Continual Hand-Eye Calibration for Open-world Robotic Manipulation

arXiv cs.CV / 4/20/2026

📰 NewsIdeas & Deep AnalysisModels & Research

Key Points

  • The paper proposes a continual hand-eye calibration framework for open-world robotic manipulation that addresses catastrophic forgetting during adaptation to new, unseen scene changes.
  • It introduces a Spatial-Aware Replay Strategy (SARS) that builds a geometrically uniform replay buffer to ensure broad coverage of each scene’s pose space using maximally informative viewpoints.
  • It also presents Structure-Preserving Dual Distillation (SPDD), which splits localization knowledge into coarse scene layout and fine pose precision, distilling them separately to reduce forgetting at different levels.
  • In the continual learning process, SARS supplies representative rehearsal samples from prior scenes when a new scene is encountered, while SPDD preserves prior knowledge through structured distillation; the method then updates the replay buffer with selected samples from the new scene.
  • Experiments on multiple public datasets show the approach significantly improves “anti scene forgetting,” maintaining prior-scene accuracy while still adapting effectively to new scenes.

Abstract

Hand-eye calibration through visual localization is a critical capability for robotic manipulation in open-world environments.
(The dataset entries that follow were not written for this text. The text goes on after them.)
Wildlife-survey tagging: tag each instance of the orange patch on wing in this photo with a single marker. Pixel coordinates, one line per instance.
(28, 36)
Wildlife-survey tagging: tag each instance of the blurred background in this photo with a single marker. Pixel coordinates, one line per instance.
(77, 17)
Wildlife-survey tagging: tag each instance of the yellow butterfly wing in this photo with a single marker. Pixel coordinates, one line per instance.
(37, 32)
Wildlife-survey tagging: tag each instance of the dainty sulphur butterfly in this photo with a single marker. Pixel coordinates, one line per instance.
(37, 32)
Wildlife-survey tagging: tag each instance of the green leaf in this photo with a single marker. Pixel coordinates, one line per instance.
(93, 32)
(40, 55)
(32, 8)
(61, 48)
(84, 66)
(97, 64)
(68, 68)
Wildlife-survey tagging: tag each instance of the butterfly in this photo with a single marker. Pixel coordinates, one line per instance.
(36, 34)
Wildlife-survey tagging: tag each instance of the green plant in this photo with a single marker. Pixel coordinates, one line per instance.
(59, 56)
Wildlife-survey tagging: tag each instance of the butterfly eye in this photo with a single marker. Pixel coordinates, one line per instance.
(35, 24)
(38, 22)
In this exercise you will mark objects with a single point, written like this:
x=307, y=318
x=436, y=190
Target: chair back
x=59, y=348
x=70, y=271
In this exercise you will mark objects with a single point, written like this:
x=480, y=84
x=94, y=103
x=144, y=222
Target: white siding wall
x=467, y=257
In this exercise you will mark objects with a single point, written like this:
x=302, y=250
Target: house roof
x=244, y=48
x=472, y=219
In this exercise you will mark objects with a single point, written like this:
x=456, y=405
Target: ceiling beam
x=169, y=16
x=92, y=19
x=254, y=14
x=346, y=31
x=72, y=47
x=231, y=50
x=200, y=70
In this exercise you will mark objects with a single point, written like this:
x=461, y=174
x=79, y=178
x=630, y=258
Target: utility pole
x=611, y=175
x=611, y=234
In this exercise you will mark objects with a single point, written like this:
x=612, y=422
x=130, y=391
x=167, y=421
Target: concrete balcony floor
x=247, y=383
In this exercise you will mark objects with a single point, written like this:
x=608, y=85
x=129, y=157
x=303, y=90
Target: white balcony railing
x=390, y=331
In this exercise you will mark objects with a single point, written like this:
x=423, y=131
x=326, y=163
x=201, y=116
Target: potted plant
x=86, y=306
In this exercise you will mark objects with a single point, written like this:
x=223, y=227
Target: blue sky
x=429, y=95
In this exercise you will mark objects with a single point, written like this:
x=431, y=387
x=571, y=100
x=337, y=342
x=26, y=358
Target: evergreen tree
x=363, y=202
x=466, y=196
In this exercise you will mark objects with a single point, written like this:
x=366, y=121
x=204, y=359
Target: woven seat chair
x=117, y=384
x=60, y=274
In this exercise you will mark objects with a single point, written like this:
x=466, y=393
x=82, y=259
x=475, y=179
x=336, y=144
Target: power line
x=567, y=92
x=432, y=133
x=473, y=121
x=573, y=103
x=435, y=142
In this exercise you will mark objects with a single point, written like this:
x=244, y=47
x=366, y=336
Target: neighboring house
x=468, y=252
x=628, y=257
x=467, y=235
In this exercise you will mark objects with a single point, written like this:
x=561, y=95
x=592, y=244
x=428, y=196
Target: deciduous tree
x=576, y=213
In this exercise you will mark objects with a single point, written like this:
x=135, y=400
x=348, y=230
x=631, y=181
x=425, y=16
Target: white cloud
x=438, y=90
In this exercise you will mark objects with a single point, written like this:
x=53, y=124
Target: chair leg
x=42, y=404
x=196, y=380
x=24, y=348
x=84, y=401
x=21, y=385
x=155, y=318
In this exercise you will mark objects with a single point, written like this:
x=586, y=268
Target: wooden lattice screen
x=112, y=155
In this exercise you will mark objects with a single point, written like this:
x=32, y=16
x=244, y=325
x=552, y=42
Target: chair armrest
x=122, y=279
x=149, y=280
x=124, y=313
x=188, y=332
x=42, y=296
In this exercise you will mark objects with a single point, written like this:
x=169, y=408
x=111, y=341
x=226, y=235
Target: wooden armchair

However, most deep learning-based calibration models suffer from catastrophic forgetting when adapting into unseen data amongst open-world scene changes, while simple rehearsal-based continual learning strategy cannot well mitigate this issue. To overcome this challenge, we propose a continual hand-eye calibration framework, enabling robots to adapt to sequentially encountered open-world manipulation scenes through spatially replay strategy and structure-preserving distillation. Specifically, a Spatial-Aware Replay Strategy (SARS) constructs a geometrically uniform replay buffer that ensures comprehensive coverage of each scene pose space, replacing redundant adjacent frames with maximally informative viewpoints. Meanwhile, a Structure-Preserving Dual Distillation (SPDD) is proposed to decompose localization knowledge into coarse scene layout and fine pose precision, and distills them separately to alleviate both types of forgetting during continual adaptation. As a new manipulation scene arrives, SARS provides geometrically representative replay samples from all prior scenes, and SPDD applies structured distillation on these samples to retain previously learned knowledge. After training on the new scene, SARS incorporates selected samples from the new scene into the replay buffer for future rehearsal, allowing the model to continuously accumulate multi-scene calibration capability. Experiments on multiple public datasets show significant anti scene forgetting performance, maintaining accuracy on past scenes while preserving adaptation to new scenes, confirming the effectiveness of the framework.